Hope you’re all still okay with being friends with me.

Sincerely,

Chelsea


Dear People Who Write/Say “Whip Cream”

Dear People Who Write/Say “Whip Cream,”

It may come as a shock to hear that you are wrong.  The term, friends, is “whipped cream.”  This substance is named in such a way as to describe its very essence.  You see, “whipped cream” is heavy cream that has had air beaten or whipped into it.  It is cream that has been whipped, hence the name.  “Whip cream” is a mondegreen at best and a horrendous abuse of the English language at worst.
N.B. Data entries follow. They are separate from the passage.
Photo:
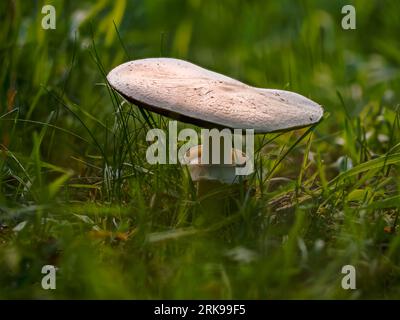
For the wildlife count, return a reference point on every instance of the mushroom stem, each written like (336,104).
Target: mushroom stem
(218,186)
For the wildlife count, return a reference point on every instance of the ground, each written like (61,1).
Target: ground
(76,191)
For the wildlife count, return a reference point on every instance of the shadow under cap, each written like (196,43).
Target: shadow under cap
(186,92)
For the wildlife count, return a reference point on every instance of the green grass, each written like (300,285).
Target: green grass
(76,190)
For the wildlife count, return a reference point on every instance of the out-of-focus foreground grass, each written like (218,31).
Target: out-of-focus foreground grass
(76,191)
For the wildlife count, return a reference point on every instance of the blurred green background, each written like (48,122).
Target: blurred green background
(76,192)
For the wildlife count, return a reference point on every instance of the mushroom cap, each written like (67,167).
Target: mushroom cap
(186,92)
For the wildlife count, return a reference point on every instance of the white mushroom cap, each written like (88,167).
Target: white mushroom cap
(189,93)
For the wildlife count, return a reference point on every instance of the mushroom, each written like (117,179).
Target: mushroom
(186,92)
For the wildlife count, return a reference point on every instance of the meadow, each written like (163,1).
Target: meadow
(77,192)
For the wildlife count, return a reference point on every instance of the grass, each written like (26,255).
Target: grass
(76,190)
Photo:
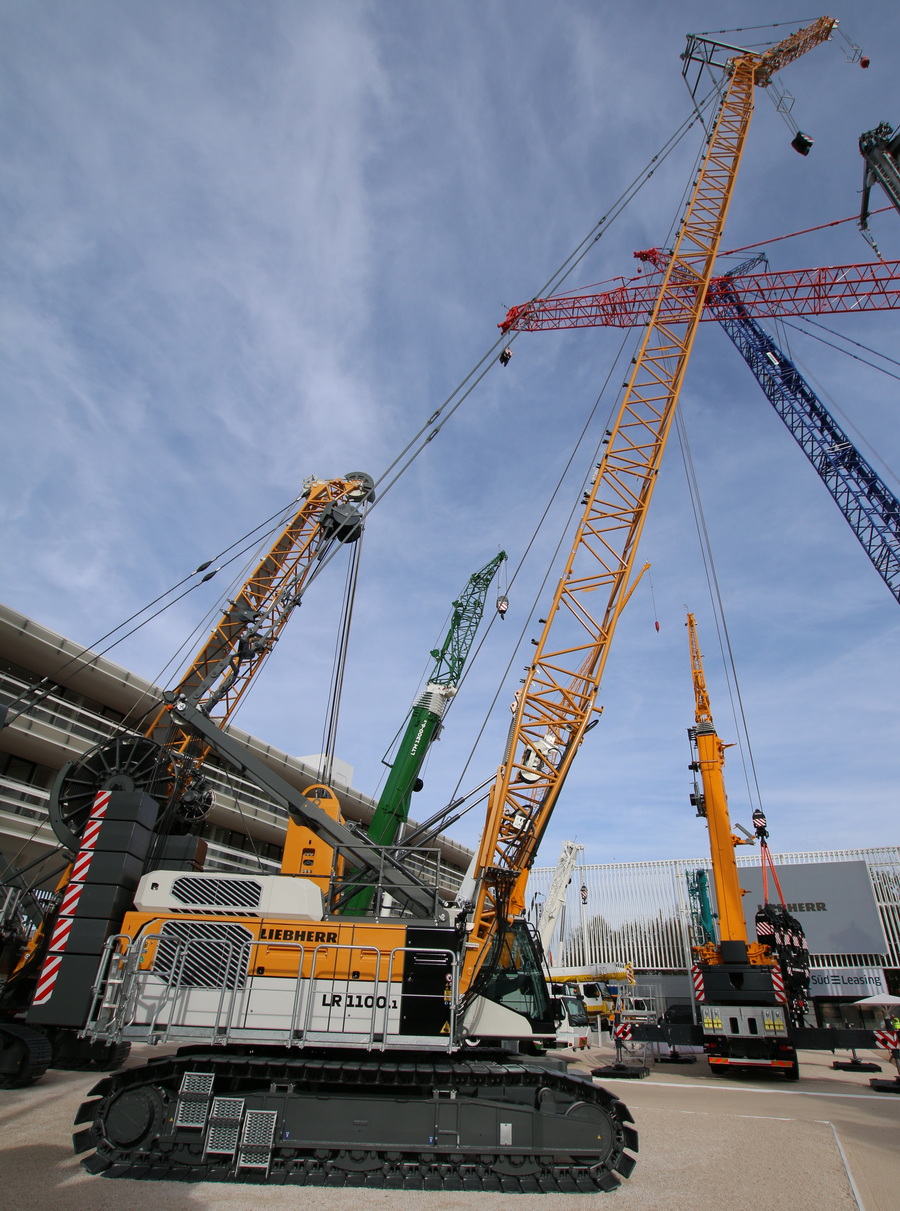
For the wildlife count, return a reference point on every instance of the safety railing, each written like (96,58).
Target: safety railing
(160,988)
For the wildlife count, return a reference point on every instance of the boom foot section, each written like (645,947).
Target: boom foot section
(416,1124)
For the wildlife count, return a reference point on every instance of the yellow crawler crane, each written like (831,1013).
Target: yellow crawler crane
(738,983)
(394,1052)
(50,981)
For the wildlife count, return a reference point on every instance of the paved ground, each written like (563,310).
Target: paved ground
(708,1143)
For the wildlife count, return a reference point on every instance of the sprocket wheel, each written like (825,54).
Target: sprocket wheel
(124,763)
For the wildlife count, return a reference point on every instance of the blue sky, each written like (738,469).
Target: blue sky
(244,244)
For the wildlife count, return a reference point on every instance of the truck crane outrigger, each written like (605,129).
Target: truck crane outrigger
(328,1049)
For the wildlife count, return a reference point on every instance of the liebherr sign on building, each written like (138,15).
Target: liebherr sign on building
(832,901)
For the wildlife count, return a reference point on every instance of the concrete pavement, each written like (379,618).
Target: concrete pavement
(708,1143)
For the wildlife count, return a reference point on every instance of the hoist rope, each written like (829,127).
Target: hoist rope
(718,613)
(330,734)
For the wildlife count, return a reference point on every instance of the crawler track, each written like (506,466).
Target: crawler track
(24,1055)
(277,1117)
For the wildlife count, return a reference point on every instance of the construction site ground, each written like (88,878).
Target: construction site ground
(708,1143)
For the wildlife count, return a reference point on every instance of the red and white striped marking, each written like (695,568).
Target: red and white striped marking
(699,989)
(778,985)
(59,937)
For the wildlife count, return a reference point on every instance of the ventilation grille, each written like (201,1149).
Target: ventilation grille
(224,893)
(202,954)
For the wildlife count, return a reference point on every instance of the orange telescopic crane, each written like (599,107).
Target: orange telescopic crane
(740,986)
(555,705)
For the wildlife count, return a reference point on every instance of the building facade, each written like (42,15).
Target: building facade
(67,700)
(848,902)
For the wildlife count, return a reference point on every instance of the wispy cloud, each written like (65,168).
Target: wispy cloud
(245,244)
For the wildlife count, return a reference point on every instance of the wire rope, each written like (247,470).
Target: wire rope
(718,613)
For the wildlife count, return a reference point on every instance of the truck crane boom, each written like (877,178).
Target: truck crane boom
(556,895)
(739,983)
(714,807)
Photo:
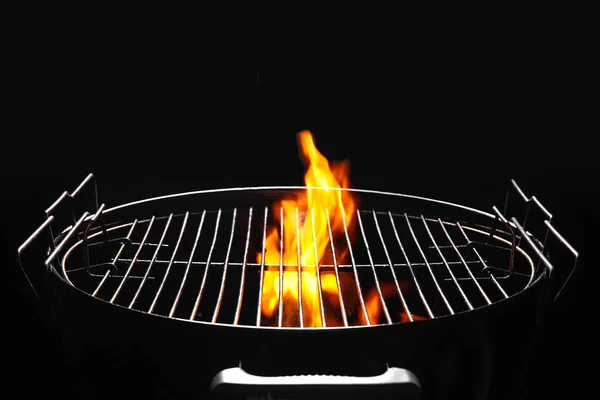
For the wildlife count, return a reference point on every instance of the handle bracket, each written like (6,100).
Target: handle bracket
(235,383)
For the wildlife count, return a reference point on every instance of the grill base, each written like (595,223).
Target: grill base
(157,357)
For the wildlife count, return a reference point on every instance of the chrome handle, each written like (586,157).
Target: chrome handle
(540,248)
(26,243)
(47,225)
(235,383)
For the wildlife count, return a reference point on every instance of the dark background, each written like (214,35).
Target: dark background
(456,125)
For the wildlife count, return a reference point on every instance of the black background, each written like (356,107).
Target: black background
(456,125)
Please refrain from using the term “whip cream” any more.  It doesn’t make any sense.

Sincerely,

Chelsea


Dear Health Food Bloggers

Dear Health Food Bloggers (Oh She Glows, in particular),

Slopping food and drink down the side of dishes does not make people want to run out to the store and buy all the necessary ingredients to make whatever recipe you’re hawking.

Seriously, it doesn’t make your food look attractive.

I know many of you have wonderful recipes.  And, yes, even some of the recipes that are represented by photographic proof of your inability to pour out of a pitcher are tasty.  And there is certainly some artistic license in food photography, but you have to make it clear that you’re being artistic.  Instead, many of your photos look like you have the motor skills of a preschool-aged child at nap time.

Maybe you should try taking a sloppy photo and a non-sloppy photo of one dish and asking your friends and family which they would rather eat.  I mean, maybe it’s just me, but I’d rather eat something that doesn’t make me think of a smoothie being smeared all over my hands and arms.

If asking your loved ones doesn’t help, maybe you should consider taking a food photography class.

Sincerely,

Chelsea

P.S. Seriously, Oh She Glows…every time I see a photo on Pinterest of a healthy smoothie and it’s pouring over the edge of the glass, I already know it’s yours.  You might want to invest in some dish towels.